A new proposal (again) out of Michigan: "The 'Group of Four' neutral Democrats who have been working for months to solve the delegate issue sent a letter Tuesday proposing that Clinton get some delegate boost for winning the Jan. 15 primary, but acknowledging that the contest was less than fair because Obama was not on the ballot here," Gordon Trowbridge writes in the Detroit News. "Their plan would reduce the 18-delegate advantage Clinton would receive based on the primary to 10 delegates."

McClatchy's David Lightman looks at the extent -- and limits -- of Obama's financial advantage over Clinton. "Barack Obama is poised once again to dramatically outspend Hillary Clinton, this time in North Carolina and Indiana before next Tuesday's primaries there -- and once again, the imbalance may not matter," he writes.

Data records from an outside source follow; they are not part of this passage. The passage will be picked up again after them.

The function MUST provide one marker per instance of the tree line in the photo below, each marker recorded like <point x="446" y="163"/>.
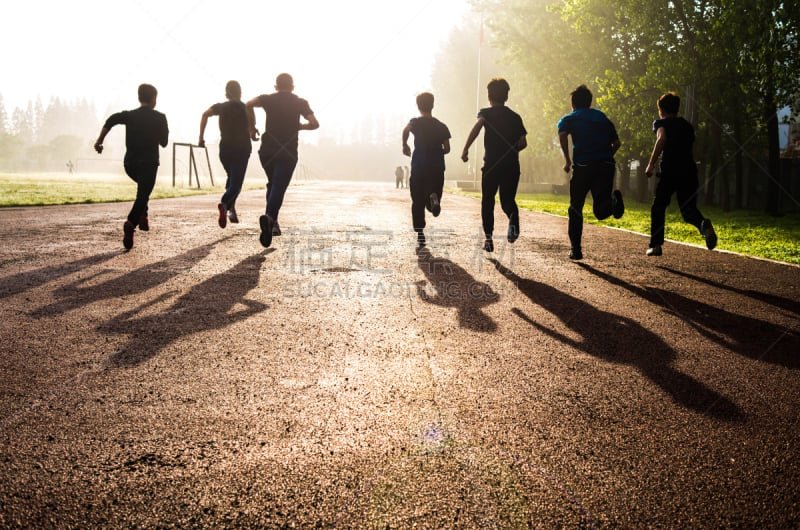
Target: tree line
<point x="48" y="138"/>
<point x="734" y="63"/>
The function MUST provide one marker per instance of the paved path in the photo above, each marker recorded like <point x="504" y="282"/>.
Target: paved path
<point x="342" y="379"/>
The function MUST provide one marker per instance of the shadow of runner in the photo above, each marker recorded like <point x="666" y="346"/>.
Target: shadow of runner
<point x="778" y="301"/>
<point x="747" y="336"/>
<point x="23" y="281"/>
<point x="455" y="287"/>
<point x="206" y="306"/>
<point x="75" y="295"/>
<point x="617" y="339"/>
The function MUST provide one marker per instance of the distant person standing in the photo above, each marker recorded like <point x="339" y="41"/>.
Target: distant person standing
<point x="594" y="143"/>
<point x="431" y="143"/>
<point x="234" y="147"/>
<point x="678" y="174"/>
<point x="278" y="152"/>
<point x="145" y="130"/>
<point x="503" y="138"/>
<point x="399" y="177"/>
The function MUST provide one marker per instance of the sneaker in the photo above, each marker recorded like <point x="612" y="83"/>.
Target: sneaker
<point x="708" y="232"/>
<point x="223" y="218"/>
<point x="436" y="208"/>
<point x="266" y="230"/>
<point x="127" y="237"/>
<point x="513" y="231"/>
<point x="618" y="207"/>
<point x="654" y="251"/>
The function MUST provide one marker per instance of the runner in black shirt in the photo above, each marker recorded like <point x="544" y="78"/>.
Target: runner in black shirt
<point x="145" y="130"/>
<point x="504" y="137"/>
<point x="278" y="153"/>
<point x="234" y="147"/>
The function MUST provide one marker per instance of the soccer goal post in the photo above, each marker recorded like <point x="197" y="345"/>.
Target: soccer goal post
<point x="192" y="162"/>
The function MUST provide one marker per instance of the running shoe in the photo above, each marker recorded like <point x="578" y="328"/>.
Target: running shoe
<point x="223" y="218"/>
<point x="617" y="206"/>
<point x="654" y="251"/>
<point x="265" y="221"/>
<point x="127" y="237"/>
<point x="709" y="233"/>
<point x="436" y="207"/>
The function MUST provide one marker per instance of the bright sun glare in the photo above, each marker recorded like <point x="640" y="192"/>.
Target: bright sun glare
<point x="351" y="58"/>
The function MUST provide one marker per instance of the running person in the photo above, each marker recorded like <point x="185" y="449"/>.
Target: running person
<point x="278" y="152"/>
<point x="234" y="147"/>
<point x="145" y="130"/>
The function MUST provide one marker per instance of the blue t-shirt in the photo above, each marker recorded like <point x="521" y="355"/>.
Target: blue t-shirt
<point x="592" y="134"/>
<point x="429" y="135"/>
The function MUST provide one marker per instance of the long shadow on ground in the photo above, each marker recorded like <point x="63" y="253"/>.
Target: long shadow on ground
<point x="78" y="294"/>
<point x="617" y="339"/>
<point x="207" y="306"/>
<point x="23" y="281"/>
<point x="747" y="336"/>
<point x="455" y="287"/>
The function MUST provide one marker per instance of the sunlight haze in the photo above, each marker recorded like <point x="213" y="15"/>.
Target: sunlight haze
<point x="353" y="60"/>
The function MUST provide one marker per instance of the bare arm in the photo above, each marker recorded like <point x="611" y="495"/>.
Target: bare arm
<point x="203" y="121"/>
<point x="311" y="123"/>
<point x="251" y="117"/>
<point x="406" y="133"/>
<point x="476" y="129"/>
<point x="563" y="139"/>
<point x="661" y="139"/>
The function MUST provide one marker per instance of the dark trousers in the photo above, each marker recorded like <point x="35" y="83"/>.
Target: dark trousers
<point x="594" y="177"/>
<point x="279" y="170"/>
<point x="421" y="185"/>
<point x="143" y="173"/>
<point x="506" y="180"/>
<point x="234" y="161"/>
<point x="685" y="187"/>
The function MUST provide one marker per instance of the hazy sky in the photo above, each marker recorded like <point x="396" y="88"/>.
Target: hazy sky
<point x="349" y="58"/>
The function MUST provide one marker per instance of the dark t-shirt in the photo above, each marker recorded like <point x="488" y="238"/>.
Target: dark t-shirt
<point x="592" y="134"/>
<point x="233" y="127"/>
<point x="677" y="154"/>
<point x="429" y="135"/>
<point x="283" y="122"/>
<point x="501" y="133"/>
<point x="145" y="130"/>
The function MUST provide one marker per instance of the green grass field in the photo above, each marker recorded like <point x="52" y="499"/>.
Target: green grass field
<point x="744" y="231"/>
<point x="87" y="188"/>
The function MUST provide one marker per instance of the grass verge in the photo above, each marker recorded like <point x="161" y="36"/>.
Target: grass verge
<point x="744" y="231"/>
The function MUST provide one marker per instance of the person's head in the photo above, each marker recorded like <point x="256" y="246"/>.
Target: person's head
<point x="669" y="103"/>
<point x="233" y="90"/>
<point x="498" y="89"/>
<point x="581" y="98"/>
<point x="147" y="94"/>
<point x="284" y="83"/>
<point x="425" y="102"/>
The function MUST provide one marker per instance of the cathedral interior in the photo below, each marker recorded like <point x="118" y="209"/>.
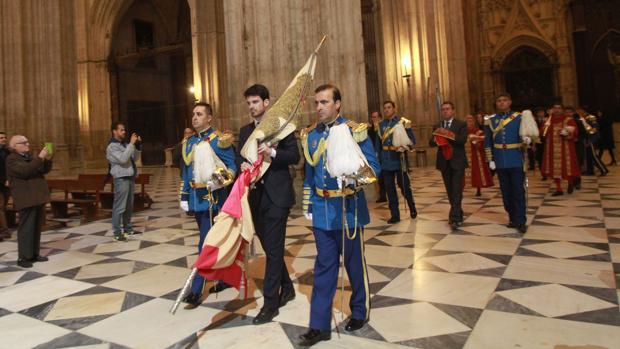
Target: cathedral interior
<point x="71" y="68"/>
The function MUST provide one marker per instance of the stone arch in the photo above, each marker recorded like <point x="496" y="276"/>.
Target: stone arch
<point x="510" y="46"/>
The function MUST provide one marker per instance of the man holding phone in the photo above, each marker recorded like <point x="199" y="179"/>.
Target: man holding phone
<point x="122" y="158"/>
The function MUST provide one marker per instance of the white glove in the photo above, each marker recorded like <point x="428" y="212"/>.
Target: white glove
<point x="184" y="205"/>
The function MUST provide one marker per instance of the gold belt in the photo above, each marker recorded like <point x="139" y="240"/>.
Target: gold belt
<point x="335" y="193"/>
<point x="507" y="146"/>
<point x="195" y="185"/>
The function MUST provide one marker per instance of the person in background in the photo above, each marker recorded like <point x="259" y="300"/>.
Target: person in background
<point x="607" y="137"/>
<point x="373" y="134"/>
<point x="122" y="158"/>
<point x="560" y="158"/>
<point x="451" y="160"/>
<point x="478" y="174"/>
<point x="177" y="152"/>
<point x="4" y="190"/>
<point x="30" y="193"/>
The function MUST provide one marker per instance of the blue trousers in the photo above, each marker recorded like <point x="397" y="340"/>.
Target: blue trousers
<point x="204" y="225"/>
<point x="511" y="183"/>
<point x="402" y="178"/>
<point x="326" y="266"/>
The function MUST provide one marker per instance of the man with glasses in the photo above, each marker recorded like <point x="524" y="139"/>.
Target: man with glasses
<point x="4" y="190"/>
<point x="30" y="194"/>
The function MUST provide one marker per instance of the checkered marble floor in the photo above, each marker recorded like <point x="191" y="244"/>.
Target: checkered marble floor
<point x="482" y="286"/>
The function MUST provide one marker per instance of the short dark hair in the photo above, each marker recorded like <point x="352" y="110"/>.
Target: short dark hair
<point x="335" y="91"/>
<point x="558" y="102"/>
<point x="207" y="106"/>
<point x="503" y="94"/>
<point x="448" y="103"/>
<point x="390" y="102"/>
<point x="257" y="90"/>
<point x="116" y="124"/>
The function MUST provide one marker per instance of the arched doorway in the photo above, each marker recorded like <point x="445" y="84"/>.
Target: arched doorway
<point x="150" y="68"/>
<point x="529" y="78"/>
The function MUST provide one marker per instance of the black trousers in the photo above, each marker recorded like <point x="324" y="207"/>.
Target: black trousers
<point x="29" y="231"/>
<point x="381" y="183"/>
<point x="270" y="225"/>
<point x="592" y="160"/>
<point x="390" y="189"/>
<point x="453" y="181"/>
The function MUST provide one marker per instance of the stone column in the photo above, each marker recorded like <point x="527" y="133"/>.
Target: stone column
<point x="425" y="39"/>
<point x="269" y="44"/>
<point x="38" y="72"/>
<point x="209" y="57"/>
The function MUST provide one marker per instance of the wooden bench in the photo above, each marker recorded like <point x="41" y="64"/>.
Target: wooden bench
<point x="87" y="203"/>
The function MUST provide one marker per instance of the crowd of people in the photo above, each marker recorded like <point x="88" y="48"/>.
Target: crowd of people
<point x="564" y="143"/>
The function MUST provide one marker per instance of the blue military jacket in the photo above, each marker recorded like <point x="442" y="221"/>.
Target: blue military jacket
<point x="327" y="211"/>
<point x="390" y="159"/>
<point x="502" y="142"/>
<point x="199" y="198"/>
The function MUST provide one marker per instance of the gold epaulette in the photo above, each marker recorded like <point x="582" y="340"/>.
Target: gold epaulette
<point x="360" y="131"/>
<point x="305" y="131"/>
<point x="224" y="140"/>
<point x="406" y="122"/>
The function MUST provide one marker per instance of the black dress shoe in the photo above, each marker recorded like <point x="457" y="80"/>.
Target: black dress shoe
<point x="39" y="259"/>
<point x="313" y="336"/>
<point x="24" y="263"/>
<point x="219" y="287"/>
<point x="287" y="296"/>
<point x="192" y="300"/>
<point x="393" y="220"/>
<point x="354" y="325"/>
<point x="265" y="315"/>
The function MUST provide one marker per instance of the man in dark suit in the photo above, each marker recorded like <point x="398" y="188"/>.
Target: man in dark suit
<point x="4" y="190"/>
<point x="451" y="159"/>
<point x="30" y="194"/>
<point x="271" y="201"/>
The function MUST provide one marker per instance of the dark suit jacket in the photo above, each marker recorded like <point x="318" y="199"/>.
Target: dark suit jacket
<point x="25" y="175"/>
<point x="459" y="158"/>
<point x="277" y="181"/>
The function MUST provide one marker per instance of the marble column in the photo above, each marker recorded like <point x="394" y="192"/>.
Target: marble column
<point x="38" y="74"/>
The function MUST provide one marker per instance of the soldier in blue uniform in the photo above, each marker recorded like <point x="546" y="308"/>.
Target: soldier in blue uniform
<point x="322" y="203"/>
<point x="391" y="162"/>
<point x="503" y="147"/>
<point x="199" y="197"/>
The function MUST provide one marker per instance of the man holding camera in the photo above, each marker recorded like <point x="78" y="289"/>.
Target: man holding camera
<point x="25" y="174"/>
<point x="122" y="158"/>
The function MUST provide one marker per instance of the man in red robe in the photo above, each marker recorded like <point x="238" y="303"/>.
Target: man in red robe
<point x="478" y="175"/>
<point x="560" y="158"/>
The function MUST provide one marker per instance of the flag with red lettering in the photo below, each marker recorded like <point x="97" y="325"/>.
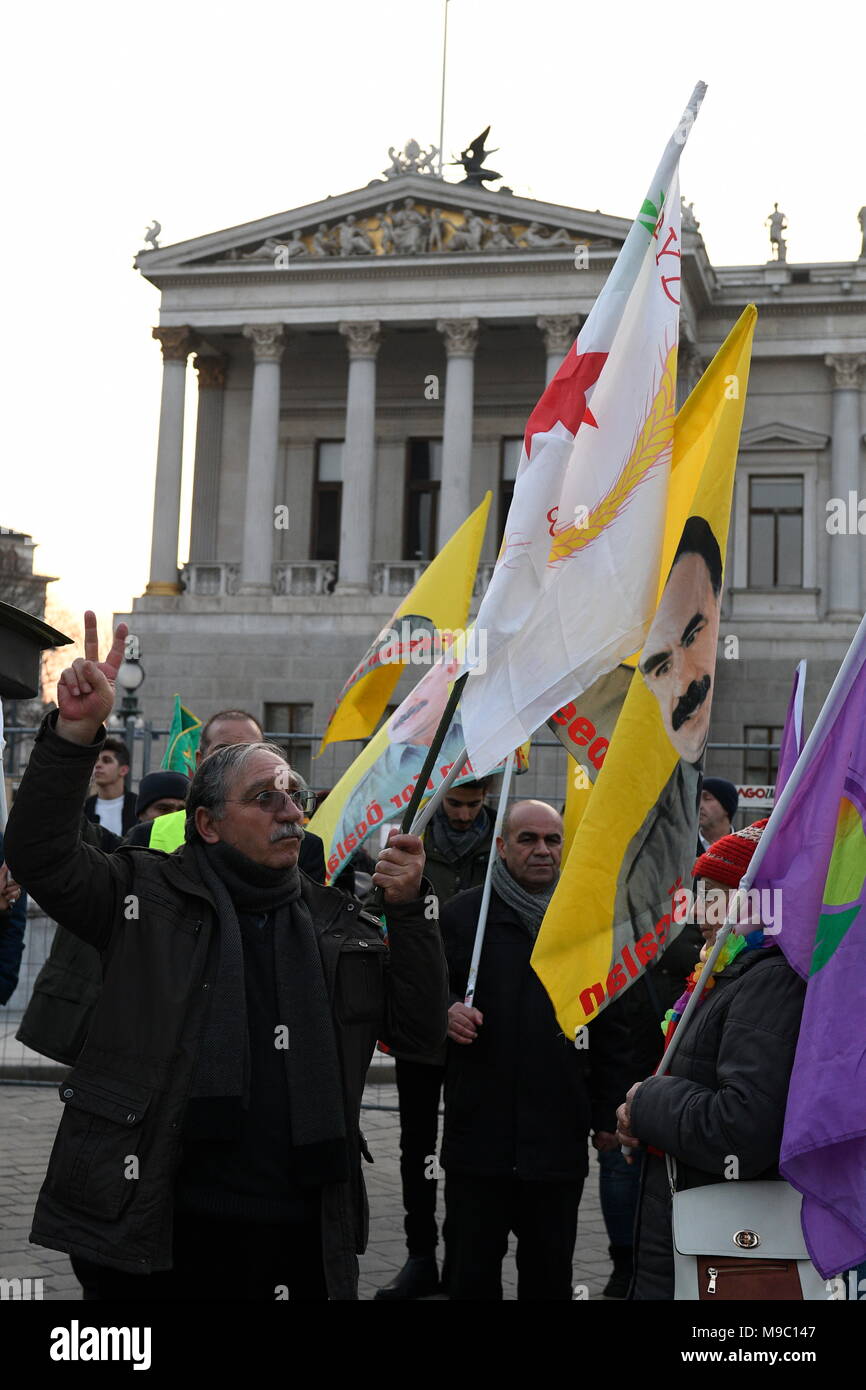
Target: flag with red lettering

Some punditry from Michael Dukakis, who knows something about winning the Democratic nomination: "If Obama wins both of those states on the sixth of May, I don't see how as a practical matter he doesn't have it," the former Massachusetts governor tells Steve Kornacki of the New York Observer. "All I can tell you is at this point it looks as if he is likely to be the nominee. . . . But, you know, funny things happen in this business. I can't tell you what they might be. All I can tell you is it ain't over till it's over."

The kicker:

"You've got the future president of the United States wide open." -- University of North Carolina basketball coach Roy Williams, at a pick-up game where members of his team joined Barack Obama -- and where the coach's presence may have broken NCAA rules, per the Raleigh News & Observer.